Navigating your health in college can be hard, especially with the fear of gaining the “freshman 15” looming over your shoulder.
The difficult transition to living by yourself brings new responsibilities of preparing your own meals and finding time for exercise within an already loaded schedule juggling class, work and club involvement.
If you’re anything like me, you’ve searched endlessly for the perfect plan to stay in shape. But what if I told you the best way to meet your goals was by redefining them all together?
Recently, I discovered a hidden gem called intuitive eating. It’s a practice — not a diet — that takes the typically rigid weight loss plan and throws it out the window. Instead, it focuses on tuning in with your body’s hunger and fullness cues to find a balance.
It has one main rule: ditch the diet mentality. Eat whatever you want, whenever you want and move your body with exercises that you enjoy as often or as little as you’d like.
Two registered dieticians coined the practice in 1955 under the central idea of trusting your body to make choices that feel good for you, without judgment or guilt. It’s backed by science and clinical trials, with over 100 medical studies that all revealed positive results.
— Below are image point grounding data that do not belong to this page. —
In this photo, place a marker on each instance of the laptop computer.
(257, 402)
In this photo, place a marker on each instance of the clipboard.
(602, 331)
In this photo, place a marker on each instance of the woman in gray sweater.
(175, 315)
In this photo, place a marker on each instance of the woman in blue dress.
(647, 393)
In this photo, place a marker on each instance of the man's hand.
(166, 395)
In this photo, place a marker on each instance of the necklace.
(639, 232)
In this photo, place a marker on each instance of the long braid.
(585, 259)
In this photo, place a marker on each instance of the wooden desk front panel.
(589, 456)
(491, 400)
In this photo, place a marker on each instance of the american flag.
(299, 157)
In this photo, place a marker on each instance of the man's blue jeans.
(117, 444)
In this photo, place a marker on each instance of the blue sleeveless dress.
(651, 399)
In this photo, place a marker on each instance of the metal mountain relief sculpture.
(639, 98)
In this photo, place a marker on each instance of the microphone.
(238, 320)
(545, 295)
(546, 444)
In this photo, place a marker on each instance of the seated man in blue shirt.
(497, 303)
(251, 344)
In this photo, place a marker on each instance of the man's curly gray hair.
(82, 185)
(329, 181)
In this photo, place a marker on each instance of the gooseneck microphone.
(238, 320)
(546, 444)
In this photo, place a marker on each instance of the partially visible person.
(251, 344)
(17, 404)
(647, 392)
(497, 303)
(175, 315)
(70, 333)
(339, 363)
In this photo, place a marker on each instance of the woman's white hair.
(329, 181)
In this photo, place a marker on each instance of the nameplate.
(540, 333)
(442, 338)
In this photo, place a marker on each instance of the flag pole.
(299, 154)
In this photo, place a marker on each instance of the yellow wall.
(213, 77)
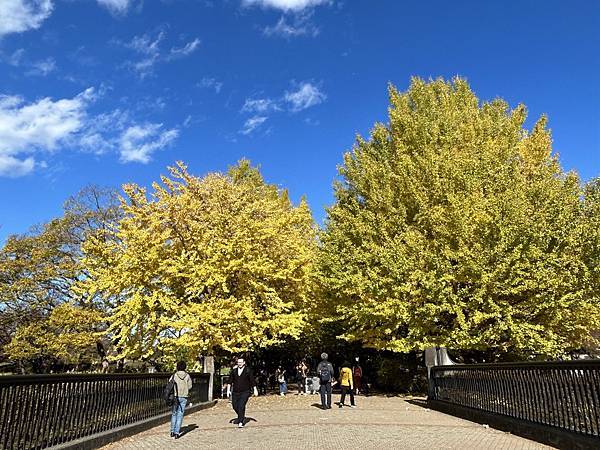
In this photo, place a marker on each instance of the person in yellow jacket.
(346, 384)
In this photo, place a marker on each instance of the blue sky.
(113, 91)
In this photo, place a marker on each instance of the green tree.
(38, 271)
(453, 225)
(219, 262)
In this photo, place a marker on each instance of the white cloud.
(43, 67)
(150, 48)
(13, 168)
(16, 59)
(17, 16)
(260, 105)
(145, 44)
(305, 96)
(210, 83)
(252, 124)
(47, 125)
(138, 142)
(41, 126)
(301, 26)
(187, 49)
(285, 5)
(116, 7)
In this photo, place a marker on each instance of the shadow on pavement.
(418, 402)
(188, 428)
(317, 405)
(246, 420)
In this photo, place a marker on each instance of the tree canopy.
(454, 225)
(199, 264)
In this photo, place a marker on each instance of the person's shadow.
(246, 420)
(317, 405)
(188, 428)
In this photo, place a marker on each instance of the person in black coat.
(241, 384)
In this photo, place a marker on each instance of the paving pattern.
(295, 422)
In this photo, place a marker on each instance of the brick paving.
(293, 422)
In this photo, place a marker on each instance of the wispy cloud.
(17, 16)
(116, 7)
(210, 83)
(43, 67)
(138, 142)
(260, 105)
(41, 126)
(305, 96)
(187, 49)
(49, 126)
(285, 5)
(300, 25)
(149, 48)
(252, 124)
(19, 59)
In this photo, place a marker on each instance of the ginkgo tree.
(42, 321)
(203, 263)
(454, 225)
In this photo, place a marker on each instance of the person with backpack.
(346, 384)
(325, 373)
(241, 385)
(280, 374)
(180, 384)
(357, 373)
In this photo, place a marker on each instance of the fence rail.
(563, 395)
(40, 411)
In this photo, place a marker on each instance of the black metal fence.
(40, 411)
(563, 395)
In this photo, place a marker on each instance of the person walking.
(301, 372)
(357, 373)
(241, 385)
(325, 372)
(183, 384)
(281, 379)
(346, 384)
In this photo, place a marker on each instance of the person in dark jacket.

Sounds too good to be true? Don’t worry, I had the same doubts myself.
For years, I had equated eating less with being healthy. As a dancer for the majority of my life, my career revolved around the number on the scale. To be successful in the art, I had to stay slim by any means necessary.
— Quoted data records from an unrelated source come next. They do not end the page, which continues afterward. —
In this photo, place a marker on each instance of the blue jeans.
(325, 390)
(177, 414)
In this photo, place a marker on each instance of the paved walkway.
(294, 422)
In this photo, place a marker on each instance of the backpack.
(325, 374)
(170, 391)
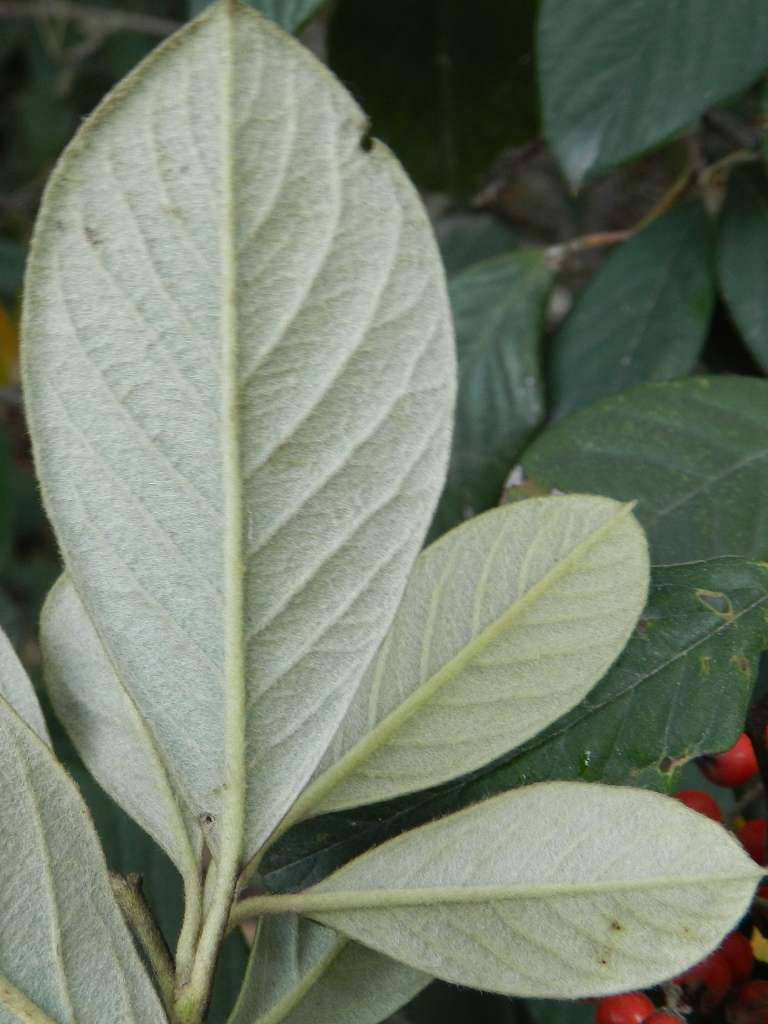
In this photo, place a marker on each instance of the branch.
(22, 1008)
(99, 18)
(127, 892)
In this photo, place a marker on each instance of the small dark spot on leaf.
(718, 602)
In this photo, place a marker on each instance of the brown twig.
(99, 18)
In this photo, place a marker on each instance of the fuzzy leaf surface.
(239, 373)
(507, 622)
(64, 942)
(303, 973)
(114, 740)
(694, 453)
(742, 257)
(643, 316)
(680, 688)
(660, 65)
(498, 308)
(560, 890)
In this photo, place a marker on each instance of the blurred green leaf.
(12, 256)
(560, 1012)
(620, 78)
(466, 239)
(290, 14)
(446, 84)
(694, 453)
(742, 257)
(679, 689)
(643, 316)
(498, 310)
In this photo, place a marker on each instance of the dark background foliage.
(596, 175)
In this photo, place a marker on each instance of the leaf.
(660, 65)
(115, 741)
(741, 250)
(466, 239)
(643, 316)
(18, 692)
(498, 309)
(243, 440)
(560, 890)
(61, 929)
(302, 973)
(680, 688)
(11, 267)
(506, 623)
(694, 453)
(128, 849)
(464, 88)
(290, 14)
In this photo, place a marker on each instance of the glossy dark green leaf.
(446, 84)
(498, 308)
(694, 453)
(643, 316)
(742, 257)
(290, 14)
(679, 689)
(466, 239)
(619, 78)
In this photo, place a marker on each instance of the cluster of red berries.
(724, 979)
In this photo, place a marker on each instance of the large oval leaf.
(694, 453)
(239, 374)
(64, 942)
(680, 688)
(557, 890)
(115, 741)
(506, 623)
(302, 973)
(659, 64)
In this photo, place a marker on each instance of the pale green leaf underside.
(506, 624)
(302, 973)
(558, 890)
(111, 736)
(16, 688)
(239, 373)
(62, 941)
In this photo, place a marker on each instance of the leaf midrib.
(375, 739)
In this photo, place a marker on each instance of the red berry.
(753, 837)
(707, 983)
(631, 1008)
(733, 767)
(751, 1005)
(699, 801)
(737, 951)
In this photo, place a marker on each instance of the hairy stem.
(128, 894)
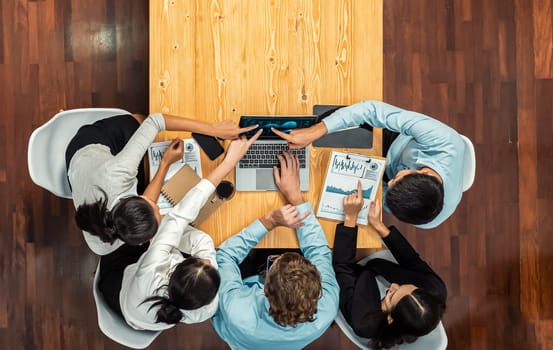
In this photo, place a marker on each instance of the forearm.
(153, 189)
(174, 123)
(238, 246)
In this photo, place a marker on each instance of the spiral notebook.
(178, 186)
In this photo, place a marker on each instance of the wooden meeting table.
(246, 207)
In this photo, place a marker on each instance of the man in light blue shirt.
(298, 300)
(424, 163)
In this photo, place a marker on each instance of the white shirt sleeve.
(173, 225)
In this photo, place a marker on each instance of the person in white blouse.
(103, 167)
(165, 286)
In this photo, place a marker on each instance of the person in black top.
(415, 301)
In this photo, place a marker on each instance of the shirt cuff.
(158, 118)
(305, 206)
(205, 186)
(257, 228)
(330, 125)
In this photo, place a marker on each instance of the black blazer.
(359, 295)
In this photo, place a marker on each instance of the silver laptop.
(254, 172)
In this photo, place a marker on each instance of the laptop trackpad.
(264, 179)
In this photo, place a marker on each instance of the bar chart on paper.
(344, 171)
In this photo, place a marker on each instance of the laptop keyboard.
(264, 155)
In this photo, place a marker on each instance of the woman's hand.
(287, 178)
(228, 130)
(174, 152)
(285, 216)
(375, 219)
(353, 205)
(299, 138)
(239, 147)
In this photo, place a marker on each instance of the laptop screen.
(282, 123)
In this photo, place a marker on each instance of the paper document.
(191, 157)
(344, 170)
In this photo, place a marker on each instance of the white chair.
(47, 145)
(115, 327)
(435, 340)
(469, 167)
But I wasn’t born with the classic ballerina figure, and my body would never meet my teacher’s idea of a delicate frame, no matter how hard I tried.
I thought being bigger than the other dancers in my class meant that I was unhealthy, and it wasn’t until I started recovery for an eating disorder when I realized I couldn’t have been more wrong.
Health has no size, and restricting food is not good for you. In reality, cutting out certain food groups while dieting is actually linked to overeating tendencies.
When you’re constantly telling yourself you can’t eat certain foods, they soon become all you can think about. If you add that to an already low intake, you’re bound to binge on all those forbidden foods.
According to the National Institute of Health, banishing “bad” foods from your diet activates the brain’s stress system and causes anxiety that eventually drives people to overeat those foods when given the chance.
Even if you somehow manage to make it to the end of your diet without “slipping up,” the minute you return to eating normally, you’re likely to cave to those cravings.
In fact, a 2018 research review in Medical Clinics of North America revealed dieters tend to regain more than half the weight they initially lost within two years. Why? Restrictive diets aren’t sustainable.
The beauty of intuitive eating is that there are no “good” or “bad” foods. Any food that satisfies your body and gives you enough energy to get through the day is a proper choice.
When you start eating intuitively you might gravitate toward all the “unhealthy” foods you had previously sworn off, but with time, you can find a balance between all food groups that are sustainable for life.
While weight loss results aren’t guaranteed, you can expect to settle into your body’s natural set point range, which can be lower, higher or the same as you are now, according to VeryWellFit.
But intuitive eating has plenty of health benefits beyond the scale.
Studies on the practice showed participants had improved cholesterol levels, increased energy, reduced stress, lower rates of emotional and disordered eating, better body image, enhanced self-esteem, improved metabolism and higher levels of happiness.
The whole point of intuitive eating is to reexamine what health means to you. It’s a holistic approach that takes the focus away from losing weight and places it on improving your relationship with food and exercise.
If I have to choose between achieving my ideal body and being happy, I choose happiness. And I hope you do too.